Below are seven flipbook styles you can use for your flipbooks. You can adapt how each publication looks and behaves to suit different content, brands, and reading preferences, so one system stays flexible across many kinds of projects.
Our default 3D flipbook delivers a smooth page-turn with depth and lighting that feels close to a printed book. It suits catalogs, magazines, and any PDF you want to present with a polished, interactive look.
The 2D flipbook uses a flat page flip without 3D perspective. It is lightweight and fast, ideal when you want clarity and performance on every device, from phones to large desktops.
Realistic flipbook adds a hard-cover look with a spine and cover treatment that resembles a physical volume. Use it for premium reports, portfolios, and branded publications.
Binder flipbook shows a spiral-bound style along the edge, perfect for manuals, training packs, and handbooks where a technical or workbook feel fits your content.
Vertical calendar flipbook flips pages upward and downward like a wall or desk calendar. You can show it with spiral binding along the edge or turn the binder off for a clean edge; either way works. The sample uses binder on so you can see the ring-bound look. It is a natural fit for tall artwork, planners, and seasonal campaigns where you want a clear vertical flow instead of a side-by-side spread.

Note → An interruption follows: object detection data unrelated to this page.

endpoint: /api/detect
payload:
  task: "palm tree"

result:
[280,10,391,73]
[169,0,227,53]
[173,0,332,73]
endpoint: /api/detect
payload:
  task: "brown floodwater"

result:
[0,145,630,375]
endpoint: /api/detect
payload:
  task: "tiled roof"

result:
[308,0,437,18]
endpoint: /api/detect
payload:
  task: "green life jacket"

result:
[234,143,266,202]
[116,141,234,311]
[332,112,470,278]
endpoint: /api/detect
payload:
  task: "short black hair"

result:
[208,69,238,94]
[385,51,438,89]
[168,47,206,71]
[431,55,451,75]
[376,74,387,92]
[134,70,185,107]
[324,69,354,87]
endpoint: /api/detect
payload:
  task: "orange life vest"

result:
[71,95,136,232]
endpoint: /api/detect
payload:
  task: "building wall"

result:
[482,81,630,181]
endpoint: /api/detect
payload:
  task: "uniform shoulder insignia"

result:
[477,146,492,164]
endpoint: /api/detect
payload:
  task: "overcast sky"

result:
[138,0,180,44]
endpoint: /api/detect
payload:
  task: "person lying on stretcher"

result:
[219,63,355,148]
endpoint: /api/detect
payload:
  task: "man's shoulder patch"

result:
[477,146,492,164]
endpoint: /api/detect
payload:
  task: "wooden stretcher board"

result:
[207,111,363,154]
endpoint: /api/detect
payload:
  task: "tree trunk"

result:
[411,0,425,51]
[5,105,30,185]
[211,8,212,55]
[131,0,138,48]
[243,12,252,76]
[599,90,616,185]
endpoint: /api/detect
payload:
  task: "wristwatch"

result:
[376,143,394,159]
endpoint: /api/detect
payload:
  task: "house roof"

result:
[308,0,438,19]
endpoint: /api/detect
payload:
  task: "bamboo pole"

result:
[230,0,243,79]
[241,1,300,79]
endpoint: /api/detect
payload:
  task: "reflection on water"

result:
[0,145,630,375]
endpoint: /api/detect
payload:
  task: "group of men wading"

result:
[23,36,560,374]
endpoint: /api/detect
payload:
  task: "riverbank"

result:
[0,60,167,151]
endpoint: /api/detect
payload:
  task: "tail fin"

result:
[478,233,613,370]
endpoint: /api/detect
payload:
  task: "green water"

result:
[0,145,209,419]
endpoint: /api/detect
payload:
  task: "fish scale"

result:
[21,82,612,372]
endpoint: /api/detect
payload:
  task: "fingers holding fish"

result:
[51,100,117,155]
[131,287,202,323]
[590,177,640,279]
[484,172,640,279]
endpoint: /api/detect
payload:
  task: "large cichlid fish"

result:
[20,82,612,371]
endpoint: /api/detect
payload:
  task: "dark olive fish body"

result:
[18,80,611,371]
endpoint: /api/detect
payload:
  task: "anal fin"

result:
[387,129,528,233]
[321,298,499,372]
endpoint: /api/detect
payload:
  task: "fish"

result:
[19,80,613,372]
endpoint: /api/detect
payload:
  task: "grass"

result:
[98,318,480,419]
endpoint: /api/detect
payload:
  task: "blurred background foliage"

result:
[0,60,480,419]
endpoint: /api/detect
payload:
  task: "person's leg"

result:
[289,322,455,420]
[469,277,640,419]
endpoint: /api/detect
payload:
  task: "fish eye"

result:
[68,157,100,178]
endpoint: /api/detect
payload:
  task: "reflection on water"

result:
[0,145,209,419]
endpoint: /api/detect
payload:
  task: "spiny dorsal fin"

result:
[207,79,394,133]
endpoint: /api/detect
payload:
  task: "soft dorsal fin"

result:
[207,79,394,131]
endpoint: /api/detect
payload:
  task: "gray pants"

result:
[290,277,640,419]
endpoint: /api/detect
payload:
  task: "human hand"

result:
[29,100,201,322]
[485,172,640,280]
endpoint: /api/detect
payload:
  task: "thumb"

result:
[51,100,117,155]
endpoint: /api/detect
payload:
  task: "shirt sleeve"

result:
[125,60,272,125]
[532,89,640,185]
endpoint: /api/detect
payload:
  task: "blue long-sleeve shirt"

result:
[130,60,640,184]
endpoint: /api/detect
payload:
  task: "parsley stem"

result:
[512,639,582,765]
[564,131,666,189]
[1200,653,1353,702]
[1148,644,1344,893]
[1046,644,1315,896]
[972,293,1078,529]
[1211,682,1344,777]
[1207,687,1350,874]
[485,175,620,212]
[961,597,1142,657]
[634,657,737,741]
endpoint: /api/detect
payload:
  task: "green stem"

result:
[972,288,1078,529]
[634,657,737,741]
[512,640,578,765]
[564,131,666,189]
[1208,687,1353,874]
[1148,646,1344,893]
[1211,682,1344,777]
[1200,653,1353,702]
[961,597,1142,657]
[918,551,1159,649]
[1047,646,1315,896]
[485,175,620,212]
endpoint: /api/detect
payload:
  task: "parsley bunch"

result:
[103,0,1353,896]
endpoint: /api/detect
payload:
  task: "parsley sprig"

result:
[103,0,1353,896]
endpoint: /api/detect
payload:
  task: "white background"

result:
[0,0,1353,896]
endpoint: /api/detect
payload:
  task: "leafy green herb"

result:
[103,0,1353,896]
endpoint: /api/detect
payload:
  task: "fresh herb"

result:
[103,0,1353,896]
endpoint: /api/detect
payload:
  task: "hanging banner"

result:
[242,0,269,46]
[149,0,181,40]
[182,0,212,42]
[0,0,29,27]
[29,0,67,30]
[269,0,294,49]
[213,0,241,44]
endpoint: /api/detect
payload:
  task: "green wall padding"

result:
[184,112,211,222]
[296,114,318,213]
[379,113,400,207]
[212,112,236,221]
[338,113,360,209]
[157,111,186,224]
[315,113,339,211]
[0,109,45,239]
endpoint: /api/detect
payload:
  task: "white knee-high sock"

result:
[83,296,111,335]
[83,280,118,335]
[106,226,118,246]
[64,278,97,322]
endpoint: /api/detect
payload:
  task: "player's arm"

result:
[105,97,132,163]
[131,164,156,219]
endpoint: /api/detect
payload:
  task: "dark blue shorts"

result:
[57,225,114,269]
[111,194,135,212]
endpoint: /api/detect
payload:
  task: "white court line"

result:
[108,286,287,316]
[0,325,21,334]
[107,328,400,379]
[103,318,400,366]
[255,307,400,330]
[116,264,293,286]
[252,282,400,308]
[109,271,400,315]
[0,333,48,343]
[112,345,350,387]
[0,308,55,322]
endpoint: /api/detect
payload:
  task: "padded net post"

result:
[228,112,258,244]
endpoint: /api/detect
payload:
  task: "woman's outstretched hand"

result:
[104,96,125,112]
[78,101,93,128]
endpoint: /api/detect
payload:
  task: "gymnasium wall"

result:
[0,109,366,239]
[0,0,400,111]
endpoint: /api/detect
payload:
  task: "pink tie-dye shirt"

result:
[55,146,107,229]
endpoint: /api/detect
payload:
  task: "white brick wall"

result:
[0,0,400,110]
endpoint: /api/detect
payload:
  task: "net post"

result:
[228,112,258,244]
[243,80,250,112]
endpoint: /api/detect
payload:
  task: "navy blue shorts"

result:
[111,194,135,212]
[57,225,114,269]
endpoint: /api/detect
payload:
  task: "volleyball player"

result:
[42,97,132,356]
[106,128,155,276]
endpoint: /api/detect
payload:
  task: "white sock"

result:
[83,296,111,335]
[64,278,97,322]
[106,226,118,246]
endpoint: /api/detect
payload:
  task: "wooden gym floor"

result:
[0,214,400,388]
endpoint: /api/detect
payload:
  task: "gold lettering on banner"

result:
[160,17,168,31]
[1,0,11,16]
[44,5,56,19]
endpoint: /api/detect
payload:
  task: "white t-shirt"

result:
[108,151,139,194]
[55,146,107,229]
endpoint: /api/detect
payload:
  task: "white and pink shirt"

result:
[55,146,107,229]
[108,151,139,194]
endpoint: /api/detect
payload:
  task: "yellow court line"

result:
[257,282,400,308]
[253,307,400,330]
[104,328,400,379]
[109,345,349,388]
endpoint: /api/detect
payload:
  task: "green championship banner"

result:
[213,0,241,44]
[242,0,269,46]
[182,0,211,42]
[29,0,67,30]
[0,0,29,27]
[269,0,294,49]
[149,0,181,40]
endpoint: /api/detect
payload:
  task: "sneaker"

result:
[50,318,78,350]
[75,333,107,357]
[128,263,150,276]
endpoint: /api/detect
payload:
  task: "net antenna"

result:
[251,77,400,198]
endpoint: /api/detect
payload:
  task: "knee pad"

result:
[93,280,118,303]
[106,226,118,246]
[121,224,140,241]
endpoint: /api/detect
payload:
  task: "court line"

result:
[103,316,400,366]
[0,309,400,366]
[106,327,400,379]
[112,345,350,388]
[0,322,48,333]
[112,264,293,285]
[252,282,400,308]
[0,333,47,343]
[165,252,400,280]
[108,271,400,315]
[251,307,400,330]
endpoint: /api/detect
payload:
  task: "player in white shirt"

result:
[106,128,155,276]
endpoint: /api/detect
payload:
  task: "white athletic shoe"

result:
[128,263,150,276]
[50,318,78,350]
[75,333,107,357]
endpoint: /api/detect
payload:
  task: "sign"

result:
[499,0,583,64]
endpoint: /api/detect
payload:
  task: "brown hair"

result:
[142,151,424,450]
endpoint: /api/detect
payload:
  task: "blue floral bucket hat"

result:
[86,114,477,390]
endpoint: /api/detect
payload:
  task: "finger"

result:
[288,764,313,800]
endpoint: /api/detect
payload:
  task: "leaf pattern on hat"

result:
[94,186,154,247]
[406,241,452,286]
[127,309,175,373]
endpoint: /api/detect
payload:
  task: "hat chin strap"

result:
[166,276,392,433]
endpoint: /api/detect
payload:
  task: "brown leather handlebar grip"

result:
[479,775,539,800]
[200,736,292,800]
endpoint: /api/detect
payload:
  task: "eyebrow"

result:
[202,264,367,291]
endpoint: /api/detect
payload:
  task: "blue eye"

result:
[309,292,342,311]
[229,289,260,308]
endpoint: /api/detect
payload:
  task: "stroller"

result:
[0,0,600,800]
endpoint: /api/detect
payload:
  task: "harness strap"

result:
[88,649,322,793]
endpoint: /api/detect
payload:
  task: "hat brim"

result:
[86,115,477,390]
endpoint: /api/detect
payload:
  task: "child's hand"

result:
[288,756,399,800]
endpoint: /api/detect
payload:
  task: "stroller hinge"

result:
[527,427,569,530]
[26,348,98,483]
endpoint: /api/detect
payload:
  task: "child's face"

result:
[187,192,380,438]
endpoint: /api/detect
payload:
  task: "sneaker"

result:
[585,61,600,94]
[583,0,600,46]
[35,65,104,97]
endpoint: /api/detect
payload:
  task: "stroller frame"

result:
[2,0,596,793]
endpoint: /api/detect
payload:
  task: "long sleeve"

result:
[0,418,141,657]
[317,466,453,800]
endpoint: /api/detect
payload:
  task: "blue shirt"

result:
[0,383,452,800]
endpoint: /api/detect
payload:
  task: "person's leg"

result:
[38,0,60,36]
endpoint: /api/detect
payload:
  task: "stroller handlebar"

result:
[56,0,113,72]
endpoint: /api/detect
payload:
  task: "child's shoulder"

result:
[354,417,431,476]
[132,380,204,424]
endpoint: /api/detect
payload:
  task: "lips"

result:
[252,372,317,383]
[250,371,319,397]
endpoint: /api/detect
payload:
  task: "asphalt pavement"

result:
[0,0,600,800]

Slider mode moves pages horizontally in a slide-style view instead of a fold. Pages glide past one another like a carousel, so the motion stays simple and quick on touchscreens and trackpads. Readers who prefer swiping through slides or wide spreads often find this layout more natural for presentations, lookbooks, and image-led PDFs where each screen is meant to stand on its own.
Vertical reader stacks pages in a scrolling column, similar to reading a long article or PDF on mobile. There is no fold animation; readers simply scroll through the full height of each page, which feels familiar from browsers and news apps. It works well for text-heavy documents, reports, and newsletters where you want linear reading and comfortable one-thumb browsing on phones.